The $1 billion figure was included in a September 2019 memorandum of understanding between the foundation and the U.S. Jesuits. The memo stated Jesuits would provide a “significant initial contribution”; in 2021 the Jesuits announced that sum would be $100 million provided over three to five years. The rest of the $1 billion is to be raised by the Jesuits from outside sources. The foundation has no responsibility to raise any money.

The first $15 million allowed the foundation to hire a director and begin to set up an infrastructure. Now Stewart, who is 79, is eager to start the process of identifying organizations that can use foundation grants to carry out its mission. 

His letter asks for the Jesuits to:

  • transfer $57 million in previous plantation land sales to the foundation’s trust by Christmas.
  • sell all remaining plantation lands and hand over the proceeds by Christmas.
  • deposit $100 million into the trust by July 1, 2023; $500 million by July 1, 2025; and $1 billion by July 1, 2029.
  • obtain an update on Stewart’s request for a descendant meeting with Pope Francis.

“Without your engagement, this partnership seems destined to fail,” Stewart wrote to Sosa.

If and when the money changes hands, it would be an amazing achievement for a movement that was confined to fringe discussions until a few years ago, when Ta-Nehisi Coates published his influential essay The Case for Reparations. Since then, individual efforts have sprouted in at least 11 cities; real estate credits have begun flowing to Black people in Evanston, Illinois; and California has established which Black people will be eligible for a state reparations program.

That said, polls show that most white Americans oppose the idea of reparations for Black people. The decades-old reparations bill in Congress made progress during the racial reckoning of 2020, but is now stalled. And a pattern has emerged: Even when white institutions are willing to admit to their sins, fund helpful programs, or redevelop oppressed Black neighborhoods, demands for cash on the barrel usually make them look like they have short arms and deep pockets.

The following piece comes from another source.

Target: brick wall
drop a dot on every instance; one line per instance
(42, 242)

When I spoke to Stewart several months ago for a story about the much-praised initial agreement, I asked what he wanted to see happen in his lifetime. He responded that he might not live long enough to see the first grant, but he’d like to help identify organizations that would do the most good with the foundation’s money.

But what about now? 

“It’s to go out of here fighting, if fighting is still necessary, and to go out hugging if we reach the Promised Land,” Stewart said. “Either way, I’m not backing off.”

Jesse Washington is a journalist and documentary filmmaker. He still gets buckets.